Нюша решила опередить зятя, увести его к разговору о главном — о поездке Марийки, о своих детях.

— А Митя в летчики норовил… — начала ома.

— Какой Митя? — Зять поднял на Нюшу отсутствующе-тоскливые глаза.

— Да ты спьянел, поди, — продолжала Нюша. — О нашем Мите и говорю. О ком же еще?..

— Ах, Митя! Наш Митя. А я ему, значит, шурин, так?.. Жаль ребят. Сейчас выпили, поговорили бы. А то обступило меня тут одно бабье. — Михаил вложил в тонкие губы сигарету, поднес спички и, затянувшись, выдохнул в сторону жены. — Эх, за неимением «парижских платьев, я одену тебя в дым табака»…

В голосе зятя Нюша опять услышала то, что обычно побуждало его брать гитару. Она заговорила громче.

— В летчики, слышь, только в летчики… Кать, ты помчишь небось, как он с крыши прыгал? Наденет длинный отцов плащ, влезет на сарай, раскрылит полы — и сиг в солому. Крылья всякие мастерил, то из перьев, то из холстины. А посля из фанеры выкроил, ремнями привязал к себе и на крышу. Да низка она показалась ему. И разбега, слышь, нету… И вот чего выдумал дуралей: на лыжах разогнался с горы да на взлобышек. Подпрыгнул, а ветер фанеру чуть с руками не оторвал. Крутнуло его в воздухе да шлепнуло… Помнишь, Кать, ребятишки прибегли, кричат: «Теть Нюша, ваш Митька в кровь расшибся!»

— Помню, мамань, как же… — Катя присела рядом с матерью. — Ведь Митя тогда в больницу попал. А как вышел, снова на гору полез…

— А я записалась бы в парашютисты, будь у нас аэроклуб, — сказала Марийка, выходя из горницы. — Бабушка, а почему дядя Митя на фронте летчиком не стал?

О своих погибших Нюша смогла б рассказать все, о чем ни спроси, а тут не сумела, запнулась на полуслове.

— Война не спрашивает тебя, куда и кем ты хочешь, — словно бы отвечая за нее, сухо и строго сказал зять. — Не спрашивает. Она бьет тебе в зубы, а там расхлебывай.

— Нешто ты на фронте был и тебе по зубам ударили, — усмехнулась Катя.

— На фронте не был, а по зубам получил, — мрачно ответил Михаил. — Когда убили отца, мать слегла, инвалидность нажила… А нас, разбойников, у нее трое, самый старший — я. Вот и повисли все на моей шее… Будь отец, я бы в большие люди, может, пошел…

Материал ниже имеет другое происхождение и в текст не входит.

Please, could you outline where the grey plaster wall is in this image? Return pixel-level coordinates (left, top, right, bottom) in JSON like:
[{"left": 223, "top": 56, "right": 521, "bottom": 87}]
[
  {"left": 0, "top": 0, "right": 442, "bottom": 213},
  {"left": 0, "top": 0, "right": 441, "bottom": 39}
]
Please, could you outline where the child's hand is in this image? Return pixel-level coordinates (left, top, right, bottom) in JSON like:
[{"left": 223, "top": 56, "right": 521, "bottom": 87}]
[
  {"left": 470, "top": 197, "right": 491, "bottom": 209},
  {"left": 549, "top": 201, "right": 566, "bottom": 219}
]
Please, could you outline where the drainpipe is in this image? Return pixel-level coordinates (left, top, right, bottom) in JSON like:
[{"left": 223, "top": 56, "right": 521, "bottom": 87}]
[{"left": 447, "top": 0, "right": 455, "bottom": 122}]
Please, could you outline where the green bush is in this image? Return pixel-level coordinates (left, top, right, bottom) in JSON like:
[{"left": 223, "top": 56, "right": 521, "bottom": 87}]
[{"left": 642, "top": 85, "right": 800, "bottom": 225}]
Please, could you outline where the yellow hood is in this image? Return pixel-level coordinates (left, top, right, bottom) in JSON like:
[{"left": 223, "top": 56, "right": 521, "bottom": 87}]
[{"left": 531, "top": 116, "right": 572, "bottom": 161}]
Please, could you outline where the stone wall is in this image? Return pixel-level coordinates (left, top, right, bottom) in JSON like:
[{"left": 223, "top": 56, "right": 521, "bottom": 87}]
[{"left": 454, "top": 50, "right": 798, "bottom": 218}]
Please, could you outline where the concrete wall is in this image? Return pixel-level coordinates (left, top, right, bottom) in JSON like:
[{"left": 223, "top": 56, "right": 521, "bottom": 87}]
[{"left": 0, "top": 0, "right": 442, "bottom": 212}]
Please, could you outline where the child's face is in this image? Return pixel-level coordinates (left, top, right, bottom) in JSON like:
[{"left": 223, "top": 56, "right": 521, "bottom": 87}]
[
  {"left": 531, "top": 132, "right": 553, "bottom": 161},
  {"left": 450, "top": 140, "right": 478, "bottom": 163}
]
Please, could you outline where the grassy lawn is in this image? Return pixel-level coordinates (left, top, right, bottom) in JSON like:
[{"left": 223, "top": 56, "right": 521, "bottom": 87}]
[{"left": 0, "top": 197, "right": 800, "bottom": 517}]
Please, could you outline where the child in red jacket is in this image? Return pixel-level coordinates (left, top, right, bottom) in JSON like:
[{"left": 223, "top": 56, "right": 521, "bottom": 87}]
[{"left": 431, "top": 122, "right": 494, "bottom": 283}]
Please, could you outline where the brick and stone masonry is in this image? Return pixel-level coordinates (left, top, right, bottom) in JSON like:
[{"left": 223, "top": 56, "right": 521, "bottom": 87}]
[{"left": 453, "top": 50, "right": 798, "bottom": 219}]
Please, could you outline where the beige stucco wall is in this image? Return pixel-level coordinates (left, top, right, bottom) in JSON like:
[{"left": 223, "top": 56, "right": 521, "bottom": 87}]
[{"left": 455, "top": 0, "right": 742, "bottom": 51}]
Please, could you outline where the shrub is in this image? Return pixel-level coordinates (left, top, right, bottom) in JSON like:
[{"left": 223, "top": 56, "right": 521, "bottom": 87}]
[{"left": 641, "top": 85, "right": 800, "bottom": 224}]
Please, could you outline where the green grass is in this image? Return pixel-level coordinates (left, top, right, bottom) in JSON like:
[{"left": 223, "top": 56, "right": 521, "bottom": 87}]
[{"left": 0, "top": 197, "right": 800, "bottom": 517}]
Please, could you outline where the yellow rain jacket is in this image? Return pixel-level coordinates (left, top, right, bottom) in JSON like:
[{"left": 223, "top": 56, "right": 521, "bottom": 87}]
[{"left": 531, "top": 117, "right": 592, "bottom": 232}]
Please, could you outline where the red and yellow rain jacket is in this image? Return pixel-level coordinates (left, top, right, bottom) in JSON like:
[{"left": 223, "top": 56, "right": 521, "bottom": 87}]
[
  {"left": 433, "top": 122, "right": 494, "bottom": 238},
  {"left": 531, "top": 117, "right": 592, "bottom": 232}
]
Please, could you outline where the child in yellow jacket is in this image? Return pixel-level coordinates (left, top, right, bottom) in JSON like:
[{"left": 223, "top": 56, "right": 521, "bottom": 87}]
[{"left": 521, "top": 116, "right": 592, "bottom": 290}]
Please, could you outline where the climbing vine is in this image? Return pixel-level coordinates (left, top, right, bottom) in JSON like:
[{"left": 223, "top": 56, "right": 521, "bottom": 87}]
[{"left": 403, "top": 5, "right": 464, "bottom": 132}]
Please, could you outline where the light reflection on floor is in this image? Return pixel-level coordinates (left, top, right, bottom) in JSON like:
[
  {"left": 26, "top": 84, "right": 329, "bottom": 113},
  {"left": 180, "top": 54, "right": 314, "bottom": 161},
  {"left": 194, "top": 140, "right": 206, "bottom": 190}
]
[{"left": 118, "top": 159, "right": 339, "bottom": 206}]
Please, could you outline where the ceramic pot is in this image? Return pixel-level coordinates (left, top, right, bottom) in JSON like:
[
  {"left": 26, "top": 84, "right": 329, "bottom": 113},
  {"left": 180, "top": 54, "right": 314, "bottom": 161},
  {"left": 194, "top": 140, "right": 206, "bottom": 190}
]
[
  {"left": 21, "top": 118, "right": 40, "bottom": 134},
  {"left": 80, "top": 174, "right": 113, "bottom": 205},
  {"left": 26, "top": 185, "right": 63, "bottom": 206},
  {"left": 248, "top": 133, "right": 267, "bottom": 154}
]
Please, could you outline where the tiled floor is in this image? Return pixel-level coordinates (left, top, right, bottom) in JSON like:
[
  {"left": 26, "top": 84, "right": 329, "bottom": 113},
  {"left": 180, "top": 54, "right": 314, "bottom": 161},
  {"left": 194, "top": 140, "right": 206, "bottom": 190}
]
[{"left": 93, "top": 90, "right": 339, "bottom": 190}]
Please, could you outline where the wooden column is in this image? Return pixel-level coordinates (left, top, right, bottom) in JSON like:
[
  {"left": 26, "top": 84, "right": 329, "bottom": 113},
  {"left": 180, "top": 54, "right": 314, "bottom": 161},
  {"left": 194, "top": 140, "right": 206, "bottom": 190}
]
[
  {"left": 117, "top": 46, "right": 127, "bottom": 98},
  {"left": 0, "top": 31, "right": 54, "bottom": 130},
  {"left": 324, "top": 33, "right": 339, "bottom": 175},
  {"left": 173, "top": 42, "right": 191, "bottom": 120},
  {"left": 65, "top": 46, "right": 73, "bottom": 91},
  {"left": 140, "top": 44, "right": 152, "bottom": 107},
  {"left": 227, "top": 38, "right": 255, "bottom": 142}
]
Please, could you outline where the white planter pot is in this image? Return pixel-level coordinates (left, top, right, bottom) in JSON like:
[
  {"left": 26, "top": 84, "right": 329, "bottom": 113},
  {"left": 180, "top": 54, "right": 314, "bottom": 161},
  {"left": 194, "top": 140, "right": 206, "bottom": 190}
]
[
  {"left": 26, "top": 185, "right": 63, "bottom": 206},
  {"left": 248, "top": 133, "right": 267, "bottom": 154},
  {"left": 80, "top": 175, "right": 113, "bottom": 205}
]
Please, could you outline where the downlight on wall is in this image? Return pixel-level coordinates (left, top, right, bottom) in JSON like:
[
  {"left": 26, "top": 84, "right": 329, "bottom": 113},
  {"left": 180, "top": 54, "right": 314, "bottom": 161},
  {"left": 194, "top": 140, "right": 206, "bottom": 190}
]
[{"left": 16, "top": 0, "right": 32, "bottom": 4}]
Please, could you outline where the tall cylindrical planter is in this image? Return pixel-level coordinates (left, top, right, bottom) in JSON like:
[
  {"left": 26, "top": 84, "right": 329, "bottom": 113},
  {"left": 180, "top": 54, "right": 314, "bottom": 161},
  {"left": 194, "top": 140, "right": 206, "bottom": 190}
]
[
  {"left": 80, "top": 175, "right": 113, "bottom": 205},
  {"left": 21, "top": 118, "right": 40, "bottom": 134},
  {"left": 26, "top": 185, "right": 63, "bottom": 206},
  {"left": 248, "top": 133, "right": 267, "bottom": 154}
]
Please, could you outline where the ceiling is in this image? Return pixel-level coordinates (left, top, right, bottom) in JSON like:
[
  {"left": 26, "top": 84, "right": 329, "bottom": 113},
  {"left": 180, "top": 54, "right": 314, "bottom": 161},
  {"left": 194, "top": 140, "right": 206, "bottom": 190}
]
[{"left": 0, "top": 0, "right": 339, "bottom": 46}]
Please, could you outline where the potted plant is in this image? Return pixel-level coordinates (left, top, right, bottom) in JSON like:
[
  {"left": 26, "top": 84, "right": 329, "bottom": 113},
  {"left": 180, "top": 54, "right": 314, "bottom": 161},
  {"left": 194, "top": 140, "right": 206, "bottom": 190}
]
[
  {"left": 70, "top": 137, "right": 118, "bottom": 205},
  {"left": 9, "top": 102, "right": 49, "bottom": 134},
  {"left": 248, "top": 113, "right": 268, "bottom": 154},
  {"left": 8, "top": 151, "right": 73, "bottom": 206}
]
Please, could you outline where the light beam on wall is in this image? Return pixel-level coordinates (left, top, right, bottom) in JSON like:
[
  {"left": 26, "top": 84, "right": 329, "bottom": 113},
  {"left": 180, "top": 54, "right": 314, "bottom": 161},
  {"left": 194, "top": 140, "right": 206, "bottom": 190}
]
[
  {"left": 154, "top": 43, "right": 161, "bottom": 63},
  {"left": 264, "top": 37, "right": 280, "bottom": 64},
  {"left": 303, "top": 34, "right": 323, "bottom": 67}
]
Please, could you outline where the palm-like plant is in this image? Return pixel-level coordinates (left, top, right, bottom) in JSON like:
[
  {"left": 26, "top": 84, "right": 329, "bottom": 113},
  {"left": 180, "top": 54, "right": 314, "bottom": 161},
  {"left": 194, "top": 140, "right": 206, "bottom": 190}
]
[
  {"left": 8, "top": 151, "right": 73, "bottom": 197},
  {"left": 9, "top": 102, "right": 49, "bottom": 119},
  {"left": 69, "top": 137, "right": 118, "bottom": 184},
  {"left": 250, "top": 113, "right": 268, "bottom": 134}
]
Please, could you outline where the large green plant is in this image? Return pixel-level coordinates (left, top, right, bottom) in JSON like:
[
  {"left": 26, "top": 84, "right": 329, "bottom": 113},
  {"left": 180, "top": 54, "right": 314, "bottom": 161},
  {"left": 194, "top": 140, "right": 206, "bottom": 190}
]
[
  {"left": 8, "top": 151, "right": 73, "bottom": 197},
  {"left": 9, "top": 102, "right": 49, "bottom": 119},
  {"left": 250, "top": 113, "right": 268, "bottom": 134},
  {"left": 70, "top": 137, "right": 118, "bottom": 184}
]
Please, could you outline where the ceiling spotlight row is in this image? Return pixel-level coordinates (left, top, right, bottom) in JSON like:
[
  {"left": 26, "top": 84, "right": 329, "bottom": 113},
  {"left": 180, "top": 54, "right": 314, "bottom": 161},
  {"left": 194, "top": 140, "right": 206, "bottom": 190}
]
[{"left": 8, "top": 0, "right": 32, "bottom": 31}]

— Ты и сейчас, Миша, не маленький, — с гордостью сказала Нюша, не давая зятю опять разгруститься. — Вон какое хозяйство везешь. Подумать только! Четыре фермы, пятьсот коров, овцы…

— Да, мама, ответственности у меня — во! — зять чиркнул ребром ладони себе по шее и сразу повеселел. — Работаю — не считаюсь, вкалываю, что некогда лоб утереть. И главное, не напрасно… Люди, начальство меня, сама знаешь, уважают. А это главное мне утешение. Я не проиграл тому артисту.

Слушая зятя, Нюша радовалась, что угодила; ее похвала оказалась уместной.